What to Do If You Received Crypto From a Hacked Protocol

By Alexandr Kerya · · 5 min read

TL;DR - If a hacked protocol's funds reach your wallet, a screening tool can flag you and an exchange can freeze the deposit, even if you did nothing wrong.

This question spikes after every big exploit. On June 1, 2026, an attacker drained Gnosis Pay accounts through a flaw in a shared Safe module, and Gnosis pledged to cover all user losses. Stolen money rarely sits still. Attackers split it, swap it, and route it through dozens of wallets. Some of those hops end at people who simply sold a token or got paid for a freelance job. Last month, on-chain theft topped 625 million dollars across nearly one exploit a day.

How do stolen funds from an exploit end up in ordinary wallets?

After a hack, the attacker holds coins that every major exchange already watches. To cash out, they have to make the money look ordinary. That means moving it.

The path usually runs through several stages. First the funds get split across many fresh addresses. Then they pass through swaps, bridges, or a mixer to break the trail. Finally they re-enter the regular economy, paid to a counterparty, sold over the counter, or used to buy an asset from an unsuspecting seller.

That last seller could be you. If you sell a token, accept a payment, or receive an airdrop from one of these addresses, the tainted history follows the coins into your wallet. You never touched the exploit, yet the on-chain link is now part of your address's record.

Funds from a hacked protocol pass through intermediaries into your wallet, where a deposit screen flags them.Hacked protocolYour walletExchange deposit ⛔One on-chain hop is enough for a deposit screen to flag it.
Stolen funds move through intermediaries before landing in an ordinary wallet, where a deposit screen can still flag the link.

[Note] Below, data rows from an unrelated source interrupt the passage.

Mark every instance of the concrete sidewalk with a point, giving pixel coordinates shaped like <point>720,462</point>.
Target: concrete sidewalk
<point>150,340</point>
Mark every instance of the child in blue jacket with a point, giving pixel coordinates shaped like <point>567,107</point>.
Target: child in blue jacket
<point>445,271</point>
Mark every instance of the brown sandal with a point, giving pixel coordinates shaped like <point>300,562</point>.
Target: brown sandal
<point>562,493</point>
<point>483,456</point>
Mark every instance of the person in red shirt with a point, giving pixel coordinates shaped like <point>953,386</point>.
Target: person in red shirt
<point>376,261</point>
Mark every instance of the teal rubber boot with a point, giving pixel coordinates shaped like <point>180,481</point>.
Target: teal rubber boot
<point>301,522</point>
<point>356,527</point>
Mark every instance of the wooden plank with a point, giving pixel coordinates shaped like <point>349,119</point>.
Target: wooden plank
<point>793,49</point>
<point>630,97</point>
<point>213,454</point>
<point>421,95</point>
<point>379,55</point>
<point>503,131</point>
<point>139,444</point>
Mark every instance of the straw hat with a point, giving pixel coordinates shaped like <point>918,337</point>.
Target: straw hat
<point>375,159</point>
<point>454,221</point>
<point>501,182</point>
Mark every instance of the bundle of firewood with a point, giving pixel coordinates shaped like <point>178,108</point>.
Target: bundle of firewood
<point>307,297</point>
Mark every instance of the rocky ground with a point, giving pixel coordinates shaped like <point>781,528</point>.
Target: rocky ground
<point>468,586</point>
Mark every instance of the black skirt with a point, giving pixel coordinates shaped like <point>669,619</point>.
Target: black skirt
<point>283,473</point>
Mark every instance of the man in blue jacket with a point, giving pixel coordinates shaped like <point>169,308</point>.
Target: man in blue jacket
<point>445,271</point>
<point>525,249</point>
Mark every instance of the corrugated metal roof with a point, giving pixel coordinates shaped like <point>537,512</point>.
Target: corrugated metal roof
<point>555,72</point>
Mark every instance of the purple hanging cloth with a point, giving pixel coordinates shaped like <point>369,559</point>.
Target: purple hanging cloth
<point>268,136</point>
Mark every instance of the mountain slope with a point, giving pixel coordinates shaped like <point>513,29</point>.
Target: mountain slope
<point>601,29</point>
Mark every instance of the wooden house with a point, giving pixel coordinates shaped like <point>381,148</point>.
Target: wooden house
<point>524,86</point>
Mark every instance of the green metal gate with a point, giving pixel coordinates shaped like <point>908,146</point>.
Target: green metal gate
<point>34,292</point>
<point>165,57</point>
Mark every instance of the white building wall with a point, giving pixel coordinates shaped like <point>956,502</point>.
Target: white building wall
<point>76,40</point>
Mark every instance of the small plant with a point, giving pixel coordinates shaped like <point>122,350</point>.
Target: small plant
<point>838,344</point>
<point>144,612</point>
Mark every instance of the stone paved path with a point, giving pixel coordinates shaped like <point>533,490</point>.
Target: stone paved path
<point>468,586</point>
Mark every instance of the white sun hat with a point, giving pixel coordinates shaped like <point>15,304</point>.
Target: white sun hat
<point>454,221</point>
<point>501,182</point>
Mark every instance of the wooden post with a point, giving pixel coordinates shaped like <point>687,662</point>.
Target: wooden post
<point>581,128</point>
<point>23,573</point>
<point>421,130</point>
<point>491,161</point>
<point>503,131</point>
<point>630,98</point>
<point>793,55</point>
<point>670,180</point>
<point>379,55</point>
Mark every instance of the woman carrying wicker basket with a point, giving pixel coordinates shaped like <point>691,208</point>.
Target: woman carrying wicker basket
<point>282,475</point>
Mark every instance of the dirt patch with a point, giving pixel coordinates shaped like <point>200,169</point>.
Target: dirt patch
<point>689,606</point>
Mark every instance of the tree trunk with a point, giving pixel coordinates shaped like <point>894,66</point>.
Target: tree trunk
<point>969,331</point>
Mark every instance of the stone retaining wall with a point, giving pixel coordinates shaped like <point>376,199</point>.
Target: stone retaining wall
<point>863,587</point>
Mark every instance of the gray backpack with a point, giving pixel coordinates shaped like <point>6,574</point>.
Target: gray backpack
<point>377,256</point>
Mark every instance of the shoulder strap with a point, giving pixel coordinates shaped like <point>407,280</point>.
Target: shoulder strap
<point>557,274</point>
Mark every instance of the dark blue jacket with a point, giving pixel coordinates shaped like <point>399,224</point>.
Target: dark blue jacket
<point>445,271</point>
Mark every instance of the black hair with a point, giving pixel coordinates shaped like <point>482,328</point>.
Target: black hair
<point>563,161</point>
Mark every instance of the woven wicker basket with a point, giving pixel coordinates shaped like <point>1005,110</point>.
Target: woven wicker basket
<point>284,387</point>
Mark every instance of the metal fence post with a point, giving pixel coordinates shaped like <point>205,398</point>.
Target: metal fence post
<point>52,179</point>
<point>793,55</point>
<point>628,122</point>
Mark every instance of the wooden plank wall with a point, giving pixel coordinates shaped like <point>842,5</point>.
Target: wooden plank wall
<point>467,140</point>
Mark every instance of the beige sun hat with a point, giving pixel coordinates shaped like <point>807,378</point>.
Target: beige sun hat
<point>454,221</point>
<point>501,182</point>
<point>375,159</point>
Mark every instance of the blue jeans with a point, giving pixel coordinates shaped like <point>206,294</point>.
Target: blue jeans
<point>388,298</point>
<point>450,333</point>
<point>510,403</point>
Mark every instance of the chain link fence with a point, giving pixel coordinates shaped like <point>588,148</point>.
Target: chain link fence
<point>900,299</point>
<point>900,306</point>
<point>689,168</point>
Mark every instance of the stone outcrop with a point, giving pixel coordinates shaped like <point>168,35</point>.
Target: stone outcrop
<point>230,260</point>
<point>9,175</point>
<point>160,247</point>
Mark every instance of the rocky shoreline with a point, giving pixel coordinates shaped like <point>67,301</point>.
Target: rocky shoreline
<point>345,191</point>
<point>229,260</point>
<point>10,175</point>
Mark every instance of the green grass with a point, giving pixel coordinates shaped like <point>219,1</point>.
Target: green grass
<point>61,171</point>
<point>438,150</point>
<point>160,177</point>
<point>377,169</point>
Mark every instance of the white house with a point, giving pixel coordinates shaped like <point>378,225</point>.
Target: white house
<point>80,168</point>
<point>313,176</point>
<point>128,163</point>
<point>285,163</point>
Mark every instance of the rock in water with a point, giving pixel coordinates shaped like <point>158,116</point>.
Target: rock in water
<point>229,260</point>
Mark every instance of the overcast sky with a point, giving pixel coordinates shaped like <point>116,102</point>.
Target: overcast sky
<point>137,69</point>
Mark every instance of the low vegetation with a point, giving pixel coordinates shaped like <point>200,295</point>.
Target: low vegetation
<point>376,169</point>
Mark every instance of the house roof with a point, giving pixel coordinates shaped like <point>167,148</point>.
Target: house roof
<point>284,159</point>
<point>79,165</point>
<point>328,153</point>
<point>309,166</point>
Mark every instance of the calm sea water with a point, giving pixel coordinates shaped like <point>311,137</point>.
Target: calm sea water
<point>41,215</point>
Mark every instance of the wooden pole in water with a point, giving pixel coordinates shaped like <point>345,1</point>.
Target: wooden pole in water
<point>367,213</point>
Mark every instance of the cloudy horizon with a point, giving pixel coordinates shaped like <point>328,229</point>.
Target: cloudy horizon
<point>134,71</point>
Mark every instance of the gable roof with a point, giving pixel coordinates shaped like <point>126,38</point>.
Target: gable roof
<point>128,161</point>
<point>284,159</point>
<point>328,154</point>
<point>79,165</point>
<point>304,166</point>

Can receiving hacked funds get your wallet flagged?

Yes. Screening tools score an address by looking at where its funds came from, not who you are. If an upstream address is tied to a known hack, that risk flows downstream to you.

Most tools treat stolen-funds exposure as a serious signal, close to mixer and sanctions exposure. The score is highest for a direct transfer from the hacker and fades with each hop. Even so, a careful exchange may flag a deposit that sits several hops from the original theft.

  • Risk inheritance: tainted coins carry their history into every wallet they reach.
  • Exchange policy: deposit screens compare incoming funds against known hack addresses.
  • Frozen withdrawals: a flagged deposit can trigger a source-of-funds review that locks your balance for days.
Risk tier ladder from clean to severe applied to stolen-funds exposure.CleanLowElevatedSevere
Screening tools rate stolen-funds exposure on a tier ladder: highest next to the hack, lower with each hop.

How do you check if your wallet received funds from a hack?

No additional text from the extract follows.